He gave the $200 to his son as a wedding present. Also bought an engine for one of his old cars. My oldest son’s the only one who knows all this, his other two would disown him if they knew.
Need Your View
He hasn’t changed, and is still their father. One more person won’t break the wedding budget, so this is really about everyone’s attitude towards him.
He should be present. If denying him this guest will cause him to stay away, I’d say let her come.
However, if the young couple are firmly against it, his son needs to explain why: They don’t know her, she doesn’t know anyone else there, they won’t be part of the family circle.
It’s not about money though all your family sees him through this perspective. Yet you all already know his faults.
If they want your advice, simply say that his father should be there.
FEEDBACK From the woman who was “downsized” at age 60 (July 6):
Reader – “I too was "laid off" at age 59 and felt nervous about finding another position.

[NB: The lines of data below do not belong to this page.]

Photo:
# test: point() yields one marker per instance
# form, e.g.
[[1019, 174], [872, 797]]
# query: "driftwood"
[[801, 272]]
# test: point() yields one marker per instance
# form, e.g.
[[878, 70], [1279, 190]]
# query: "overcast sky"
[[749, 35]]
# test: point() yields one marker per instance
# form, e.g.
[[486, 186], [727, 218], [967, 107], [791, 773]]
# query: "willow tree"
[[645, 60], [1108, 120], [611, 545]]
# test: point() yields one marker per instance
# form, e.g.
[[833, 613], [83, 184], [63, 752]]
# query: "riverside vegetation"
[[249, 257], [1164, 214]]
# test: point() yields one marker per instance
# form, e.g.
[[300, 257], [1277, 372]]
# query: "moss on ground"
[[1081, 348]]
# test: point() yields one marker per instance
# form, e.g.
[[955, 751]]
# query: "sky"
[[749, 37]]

“I live in Toronto where there are many opportunities and I needed to keep working as I had no company pension and was too young to take my government pension early.
“I was nervous about finding another position and wondered if I’d be considered "too old."
“I was fortunate to have a couple of sessions with a career consultant as part of my layoff package.
“She helped me build a transitional resume (using The Easy Resume Book, by Barbara J Bowes).
“With luck and being in the right place at the right time, I landed a new position within three weeks.
“I retired from it after five years (still not willingly) and returned to part-time work within six months. I wasn't really ready to "retire."
Tip of the day:
If you want a relationship, be prepared for both give and take.